Washington Post Editorial Says Mamdani ‘Drops The Mask’ After Election Win, Offers ‘Seething’ Victory Speech
The Washington Post editorial board issued a blistering critique of New York City Mayor-elect Zohran Mamdani, declaring that “a new era of class warfare has begun” following his landslide victory last week. The paper accused him of revealing his “true colors” in a bitter and divisive victory speech that sharply contrasted with the cheerful tone of his campaign.
In an editorial published Saturday titled “Zohran Mamdani Drops the Mask,” the board charged that Mamdani “abandoned his cool disposition” during what it called a “seething” 23-minute address. According to the piece, the speech unveiled a worldview rooted not in unity or growth, but in resentment and ideological combat.
“Across 23 angry minutes laced with identity politics and seething with resentment, Mamdani abandoned his cool disposition and made clear that his view of politics isn’t about unity. It isn’t about letting people build better lives for themselves. It is about identifying class enemies — from landlords who take advantage of tenants to ‘the bosses’ who exploit workers — and then crushing them,” the editorial board wrote. “His goal is not to increase wealth but to dole it out to favored groups. The word ‘growth’ didn’t appear in the speech, but President Donald Trump garnered eight mentions.”
The Post accused Mamdani of running a misleadingly positive campaign that masked what it called a “long history of divisive and demagogic statements.” For casual observers, the board said, it would have been easy to believe that Mamdani’s goal was simply to make the city more affordable and unified. “That interpretation became much harder,” it added, after Tuesday’s fiery speech.
Fox News Digital contacted representatives of Mamdani for comment but received no immediate response.
The editorial took particular issue with Mamdani’s vision of an all-powerful government as the solution to every societal problem. It cited one of his remarks as proof: “We will prove that there is no problem too large for government to solve, and no concern too small for it to care about.” The Post responded sharply: “The crowd cheered, of course, but a thinking person might wonder whether it’s good for the institution that has a monopoly on violence to insist that nothing is beyond its purview.”

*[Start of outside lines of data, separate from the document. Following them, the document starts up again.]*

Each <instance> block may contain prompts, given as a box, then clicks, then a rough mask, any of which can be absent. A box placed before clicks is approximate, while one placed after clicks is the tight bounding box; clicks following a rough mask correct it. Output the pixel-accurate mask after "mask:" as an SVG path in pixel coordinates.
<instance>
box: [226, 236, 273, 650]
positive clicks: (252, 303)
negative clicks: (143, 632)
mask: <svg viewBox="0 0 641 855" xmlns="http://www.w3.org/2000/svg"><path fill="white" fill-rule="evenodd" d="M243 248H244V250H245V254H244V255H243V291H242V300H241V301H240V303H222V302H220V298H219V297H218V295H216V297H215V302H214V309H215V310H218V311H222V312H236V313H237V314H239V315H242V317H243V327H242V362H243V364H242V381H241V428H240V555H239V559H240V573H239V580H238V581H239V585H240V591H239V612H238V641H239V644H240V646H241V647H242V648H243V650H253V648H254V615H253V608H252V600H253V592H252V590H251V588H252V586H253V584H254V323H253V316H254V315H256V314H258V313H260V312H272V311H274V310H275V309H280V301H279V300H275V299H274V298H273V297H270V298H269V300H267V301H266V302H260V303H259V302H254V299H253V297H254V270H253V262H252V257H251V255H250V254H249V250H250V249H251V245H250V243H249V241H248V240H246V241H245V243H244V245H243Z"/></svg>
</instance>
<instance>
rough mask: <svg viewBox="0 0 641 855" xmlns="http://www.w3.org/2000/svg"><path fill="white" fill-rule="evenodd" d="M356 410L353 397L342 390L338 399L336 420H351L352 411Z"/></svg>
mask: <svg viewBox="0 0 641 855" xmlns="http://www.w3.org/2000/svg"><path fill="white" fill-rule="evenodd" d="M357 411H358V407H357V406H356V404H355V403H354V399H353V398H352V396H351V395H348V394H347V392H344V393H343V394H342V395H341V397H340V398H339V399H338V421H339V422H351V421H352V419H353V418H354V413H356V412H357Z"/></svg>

The board also targeted Mamdani’s plan to freeze rents on two million housing units, warning that the proposal would “inevitably lead to less investment, driving up costs in the long run.”
Since his victory, the Post said, the mayor-elect has become fond of using the word “mandate.” “He won decisively and now wants to pursue his agenda, from the rent freeze to ‘free’ child care and buses. Yet as mayor of New York, his control over taxes and transportation is limited. He needs approval from the state to raise taxes,” the paper noted. It added that his transition team is a mix of experienced political hands and “diehard ideologues such as Lina Khan, the former Federal Trade Commission chair.”
Drawing a historical comparison, the Post likened Mamdani’s electoral triumph to that of John Lindsay, the last candidate to surpass one million votes in a New York City mayoral race. But it warned that the same state-imposed financial restrictions that followed Lindsay’s troubled tenure would likely constrain Mamdani’s ambitions.
“One reason [Mamdani] will be so constrained is that Lindsay’s mayoralty was such a disaster for the city’s finances that the state imposed these financial controls to make sure it wouldn’t happen again,” the editorial explained.
Turning to public safety and education, the board questioned how Mamdani would apply his “class struggle” approach to areas where his power is greatest. “[Mamdani] says he wants to keep Police Commissioner Jessica S. Tisch, who is respected by officers and competent at fighting crime. Will he give her deference? Will he order that prostitution laws stop being enforced, as he has suggested? Will subway stations become dangerous social experiments where vagrants are welcomed in to receive services?”
On education, the Post charged that Mamdani “has done nothing to suggest he’ll take the side of children over union bosses when their interests conflict,” pointing to his stated desire to phase out the city’s gifted education programs.
In closing, the editorial warned that New Yorkers don’t need advanced degrees to understand what Mamdani’s leadership might bring — just a memory of the city’s past. “Exit polls showed that the New Yorkers most skeptical of these utopian promises are those who were born in the city and don’t have college degrees. Mamdani fared best among newcomers and people with advanced degrees. Apparently, living in New York for decades — and witnessing what does and doesn’t work when it comes to running a city — offers more wisdom than grad school,” the piece concluded.